Our data also demonstrates that co-localization of pSmad2 with activated astrocytes increases after stroke. There is strong in vitro and in vivo evidence that TGFβ plays an important role in generating reactive astrogliosis, and that reactive astrocytes participate in innate immune responses. Overexpression of TGFβ chronically leads to reactive astrogliosis, and these mice display exacerbated reactive astrogliosis in a stab wound model [33]. Injection of TGF-β1 also increases reactive astrogliosis after stab wound [34], while injection of neutralizing antibodies inhibits expression of fibrogenic proteins, including proteoglycans, and reduces reactive astrogliosis [5, 34]. Finally, Smad3 knockout mice display faster wound healing and decreased scar formation after brain stab injury [6]. Prior to this study no investigation addressed whether it is TGFβ signaling in astrocytes that leads to reactive astrogliosis, but we show here that astrocytes do respond to post stroke increases in TGFβ. Together this supports the hypothesis that TGFβ signaling in astrocytes directly mediates astrogliosis after stroke. Astrogliosis may have a detrimental effect on recovery due to astrocytes extending processes in the infarct border to encompass the developing infarct, thereby inhibiting neuronal plasticity and the formation of new axons and blood vessels in the infarcted region [35].
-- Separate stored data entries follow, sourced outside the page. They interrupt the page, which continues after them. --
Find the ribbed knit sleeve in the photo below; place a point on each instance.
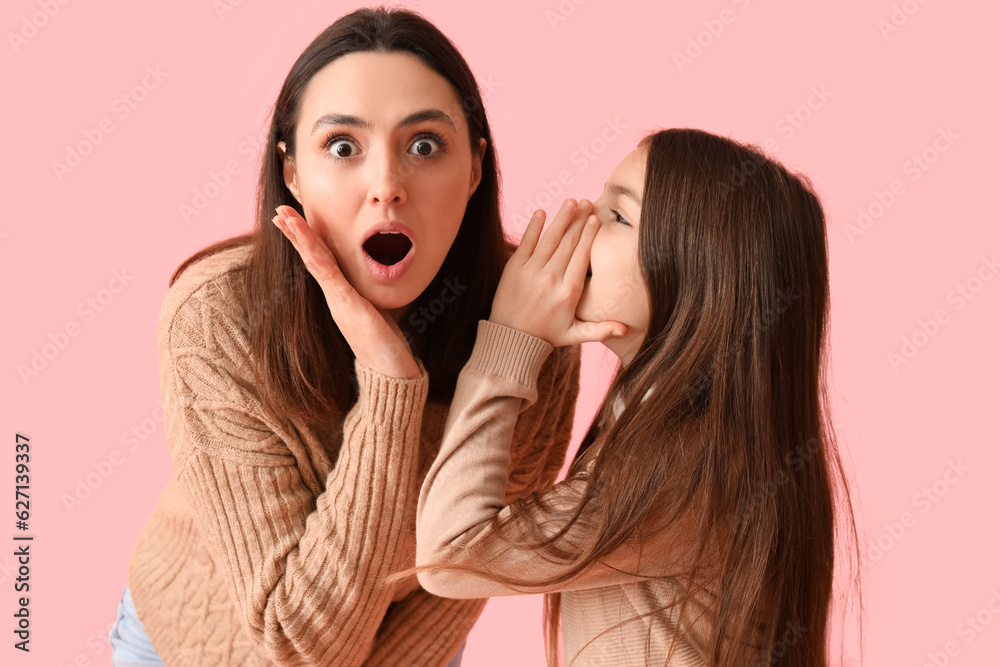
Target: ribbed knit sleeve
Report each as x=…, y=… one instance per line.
x=465, y=489
x=305, y=571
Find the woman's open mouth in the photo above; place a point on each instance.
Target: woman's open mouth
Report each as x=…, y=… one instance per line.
x=388, y=250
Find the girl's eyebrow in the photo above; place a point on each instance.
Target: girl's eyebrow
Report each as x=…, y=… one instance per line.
x=413, y=119
x=618, y=189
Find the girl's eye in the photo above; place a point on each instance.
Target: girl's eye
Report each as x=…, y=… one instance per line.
x=617, y=217
x=427, y=146
x=342, y=148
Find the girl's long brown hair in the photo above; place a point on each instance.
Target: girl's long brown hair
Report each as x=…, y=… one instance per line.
x=303, y=365
x=725, y=436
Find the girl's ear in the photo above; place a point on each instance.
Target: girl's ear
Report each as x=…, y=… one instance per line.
x=477, y=167
x=288, y=169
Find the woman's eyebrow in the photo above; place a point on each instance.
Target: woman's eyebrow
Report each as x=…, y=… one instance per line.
x=413, y=119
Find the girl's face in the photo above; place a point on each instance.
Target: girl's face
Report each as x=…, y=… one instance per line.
x=383, y=169
x=615, y=289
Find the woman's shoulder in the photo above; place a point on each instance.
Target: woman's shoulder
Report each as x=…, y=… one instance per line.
x=208, y=296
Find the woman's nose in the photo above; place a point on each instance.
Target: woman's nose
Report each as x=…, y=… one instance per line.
x=388, y=179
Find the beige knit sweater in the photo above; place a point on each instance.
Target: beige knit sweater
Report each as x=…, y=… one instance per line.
x=609, y=613
x=271, y=541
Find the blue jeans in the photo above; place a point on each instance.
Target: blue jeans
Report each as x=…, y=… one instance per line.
x=130, y=646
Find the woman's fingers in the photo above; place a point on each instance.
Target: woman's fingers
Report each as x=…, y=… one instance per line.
x=316, y=256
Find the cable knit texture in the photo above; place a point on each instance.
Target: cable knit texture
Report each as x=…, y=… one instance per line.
x=619, y=612
x=271, y=541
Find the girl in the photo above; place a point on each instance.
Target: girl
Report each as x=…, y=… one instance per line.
x=696, y=526
x=299, y=422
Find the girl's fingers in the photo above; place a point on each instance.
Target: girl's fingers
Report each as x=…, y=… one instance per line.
x=553, y=235
x=595, y=332
x=530, y=237
x=570, y=239
x=576, y=270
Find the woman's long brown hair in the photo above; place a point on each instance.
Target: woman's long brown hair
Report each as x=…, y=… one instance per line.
x=725, y=435
x=304, y=367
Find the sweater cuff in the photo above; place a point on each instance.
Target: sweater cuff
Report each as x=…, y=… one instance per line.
x=508, y=353
x=391, y=402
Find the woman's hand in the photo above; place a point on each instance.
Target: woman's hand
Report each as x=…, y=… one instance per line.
x=373, y=335
x=543, y=280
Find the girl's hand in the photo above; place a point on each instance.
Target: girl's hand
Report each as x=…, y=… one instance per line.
x=373, y=335
x=543, y=280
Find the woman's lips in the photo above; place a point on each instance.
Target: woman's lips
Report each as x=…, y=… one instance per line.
x=388, y=266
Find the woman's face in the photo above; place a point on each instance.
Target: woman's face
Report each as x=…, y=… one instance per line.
x=383, y=169
x=615, y=289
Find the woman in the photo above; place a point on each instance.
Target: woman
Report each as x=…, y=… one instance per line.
x=696, y=526
x=300, y=424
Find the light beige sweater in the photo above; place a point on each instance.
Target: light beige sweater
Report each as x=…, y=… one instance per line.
x=271, y=541
x=609, y=613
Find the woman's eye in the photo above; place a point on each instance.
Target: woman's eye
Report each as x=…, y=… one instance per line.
x=425, y=147
x=343, y=148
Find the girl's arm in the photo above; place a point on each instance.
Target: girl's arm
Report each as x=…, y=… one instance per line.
x=463, y=495
x=464, y=490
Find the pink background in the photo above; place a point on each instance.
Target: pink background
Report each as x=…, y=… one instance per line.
x=554, y=74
As the brain ages it becomes characterized by a low grade chronic pro-inflammatory state and responds with an earlier and stronger innate immune response following stroke [20]. We found that there is increased TGFβ signaling in the aged brain in the absence of injury and this may be part of an anti-inflammatory strategy employed by the aging brain to counter the primed pro-inflammatory state. Our findings are consistent with others who have shown that in aging the expression of TGFβ receptors increases, as does the expression of TGF-β1 [2, 20, 36, 37]. Conversely, since the data we present here strongly suggests that TGFβ signaling is important for neuronal function, increased TGFβ signaling in the aged brain may be required to maintain normal neuronal function in the face of age related changes. More research is needed to determine which of these scenarios is correct.

Conclusions

These results show that TGFβ signaling in the brain does not oscillate with the estrus cycle and that it increases 2 fold after the dMCAO model of stroke in young and old animals of each gender. Astrocytes and CD68+ innate immune cells are the cell types that respond to increased levels of TGFβ after stroke and they do so during the first week after stroke, coincident with glial scar formation. Given TGFβs effects on monocytic lineage cells and astrocytes we hypothesize that the role of increased TGFβ signaling after stroke is to regulate glial scar formation and the polarization of invading innate immune cells and resident microglia.